Aquel pasado familiar se lo legaron en forma de cartas, documentación, fotos..., guardadas en las siete cajas que ella descubrió en casa al morir su madre y que dieron título a su primer libro, en el que recuperaba sus vidas. Ahora, en La octava caja (Circe), con Patty como hilo conductor, reconstruye los destinos de cinco niños de su familia de Praga. «Cada uno es un ejemplo distinto de cómo vivieron los niños el Holocausto. Los nazis exterminaron a un millón y medio. Pero no todo terminó en 1945, porque a muchos supervivientes las consecuencias les duraron toda la vida», cuenta Sontheimer en su casa de Barcelona, bajo la atenta mirada de Patty, que guarda desde que la encontró hace dos años, en una carambola del destino, en casa de unos amigos coleccionistas procedente de un anticuario de Londres.

«Sus historias me motivaron para intentar levantar conciencias. Vivimos en una sociedad muy laxa. Ellos me hacen pensar en lo que pasa hoy con los niños refugiados... No debemos perder la memoria, debe seguir viva, no por venganza, sino porque la historia se repite, vemos que siguen existiendo pequeños holocaustos. Hay que estar alerta».
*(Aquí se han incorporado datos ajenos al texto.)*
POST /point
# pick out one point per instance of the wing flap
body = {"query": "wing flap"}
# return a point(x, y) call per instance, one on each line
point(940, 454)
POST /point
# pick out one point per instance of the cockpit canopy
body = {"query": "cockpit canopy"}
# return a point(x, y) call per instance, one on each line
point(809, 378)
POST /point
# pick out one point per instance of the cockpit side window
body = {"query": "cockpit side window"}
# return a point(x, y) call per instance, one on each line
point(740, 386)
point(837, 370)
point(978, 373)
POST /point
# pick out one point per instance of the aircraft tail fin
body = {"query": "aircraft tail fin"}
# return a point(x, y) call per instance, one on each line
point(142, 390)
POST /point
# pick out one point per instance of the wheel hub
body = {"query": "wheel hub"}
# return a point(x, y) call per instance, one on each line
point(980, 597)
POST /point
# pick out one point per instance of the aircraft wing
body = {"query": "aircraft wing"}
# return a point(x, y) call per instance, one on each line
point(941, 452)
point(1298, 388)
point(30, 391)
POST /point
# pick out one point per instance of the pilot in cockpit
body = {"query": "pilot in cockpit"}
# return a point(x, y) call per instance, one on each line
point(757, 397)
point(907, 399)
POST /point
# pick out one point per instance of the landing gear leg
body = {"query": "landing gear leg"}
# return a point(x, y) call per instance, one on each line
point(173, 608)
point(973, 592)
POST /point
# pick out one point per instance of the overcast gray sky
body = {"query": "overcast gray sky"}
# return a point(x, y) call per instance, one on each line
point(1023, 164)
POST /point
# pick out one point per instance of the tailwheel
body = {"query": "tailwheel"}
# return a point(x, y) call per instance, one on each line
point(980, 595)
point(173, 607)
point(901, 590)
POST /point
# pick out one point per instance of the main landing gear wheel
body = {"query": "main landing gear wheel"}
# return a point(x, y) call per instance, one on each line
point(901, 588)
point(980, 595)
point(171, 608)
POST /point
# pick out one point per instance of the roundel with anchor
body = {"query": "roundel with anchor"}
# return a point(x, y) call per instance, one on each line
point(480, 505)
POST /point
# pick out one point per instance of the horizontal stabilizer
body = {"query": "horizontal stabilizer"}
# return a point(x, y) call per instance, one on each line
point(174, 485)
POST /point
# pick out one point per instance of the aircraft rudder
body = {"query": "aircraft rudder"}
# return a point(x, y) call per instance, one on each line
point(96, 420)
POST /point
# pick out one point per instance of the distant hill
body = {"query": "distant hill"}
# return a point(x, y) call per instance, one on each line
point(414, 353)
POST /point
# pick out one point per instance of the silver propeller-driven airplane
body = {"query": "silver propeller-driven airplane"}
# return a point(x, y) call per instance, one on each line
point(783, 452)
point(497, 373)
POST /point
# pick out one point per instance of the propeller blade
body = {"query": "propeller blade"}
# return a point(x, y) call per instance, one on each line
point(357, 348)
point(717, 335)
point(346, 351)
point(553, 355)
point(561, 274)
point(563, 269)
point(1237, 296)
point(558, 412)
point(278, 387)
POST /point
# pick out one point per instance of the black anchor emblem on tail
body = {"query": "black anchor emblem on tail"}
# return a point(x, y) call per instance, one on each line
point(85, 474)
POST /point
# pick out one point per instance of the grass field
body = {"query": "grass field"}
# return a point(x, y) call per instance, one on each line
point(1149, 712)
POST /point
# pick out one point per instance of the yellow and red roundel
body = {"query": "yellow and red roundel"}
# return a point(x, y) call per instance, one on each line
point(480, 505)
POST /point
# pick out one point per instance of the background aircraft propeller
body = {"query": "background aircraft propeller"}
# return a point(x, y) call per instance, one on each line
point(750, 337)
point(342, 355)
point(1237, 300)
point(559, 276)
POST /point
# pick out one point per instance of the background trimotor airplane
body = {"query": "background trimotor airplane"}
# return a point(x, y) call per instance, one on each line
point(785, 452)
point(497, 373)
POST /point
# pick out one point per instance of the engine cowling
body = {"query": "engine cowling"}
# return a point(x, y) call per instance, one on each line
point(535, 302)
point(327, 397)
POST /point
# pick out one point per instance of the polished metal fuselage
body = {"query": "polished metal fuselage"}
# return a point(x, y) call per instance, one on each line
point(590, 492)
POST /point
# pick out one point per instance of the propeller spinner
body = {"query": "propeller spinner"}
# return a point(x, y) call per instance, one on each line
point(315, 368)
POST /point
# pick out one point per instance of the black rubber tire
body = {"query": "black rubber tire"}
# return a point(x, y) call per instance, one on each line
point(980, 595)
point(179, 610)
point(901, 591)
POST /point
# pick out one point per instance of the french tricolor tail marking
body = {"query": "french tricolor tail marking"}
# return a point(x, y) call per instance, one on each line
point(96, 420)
Gracias a los descendientes de sus primos, Sontheimer asume la voz de cada niño y completa los vacíos de la realidad novelando algunos de los hilos que los unieron. A Auschwitz llegaron Pavel, el benjamín, y Peter, tras su paso por el campo de Terezin. Allí estuvieron con Michael, autor de dos libros sobre su experiencia y el único que, con 86 años, aún vive, en Boston. «Es muy positivo. Tras la guerra llegó con su madre a Estados Unidos y empezaron de cero». «No hay un solo día de mi vida en el que no recuerde lo que pasé aquellos años, y, sobre todo, la muerte de mi padre», dijo Michael a su prima. Lo detuvieron y lo lanzaron a los perros.

También sobrevivió Tommy, pero «nunca lo superó». Era introvertido y, con 10 años, sus padres, a los que no volvería a ver, lo enviaron a Inglaterra. Acabó enfermo. «Sus hijos solo sabían que llegó de Praga con el benefactor Nicholas Winton, que logró mandar a Londres a 669 menores judíos huidos del nazismo. El 90% de ellos quedó huérfano».

Catherine, enviada también a Londres en 1939 por sus padres, con los que se reencontraría en Canadá, sirve a Sontheimer para imaginar el periplo de la muñeca, que también lleva grabadas las iniciales K y R; eran del ceramista que diseñaba las caras y coincidían con las de sus padres, Kurt y Rosel. «Ellos fueron la generación del silencio -señala-. Los supervivientes casi nunca contaron a sus familias lo que pasaron. Creo que superarlo implicaba mirar hacia adelante».

A Sontheimer, sus padres tampoco le hablaron de la fábrica Lehmann. Hasta hace muy poco incluso desconocía que el recinto del Eixample, que aún conserva la chimenea, ha sido recuperado como centro creativo. En la guerra la colectivizaron, en 1939 pasó a un apoderado y el régimen franquista nunca se la devolvió a su padre.

Ella visitó Auschwitz en mayo del 2015. «Fue sobrecogedor. No volveré -admite-. No puedo entender cómo pudieron envenenar tanto a una sociedad como para que 7.000 funcionarios se levantaran a las siete de la mañana para ir a matar seres humanos a la fábrica de exterminio y por la noche volvieran a casa a cenar con sus hijos». Y citando a Einstein, concluye: «La vida es peligrosa. No por las personas que hacen el mal, sino por las que se sientan a ver lo que pasa».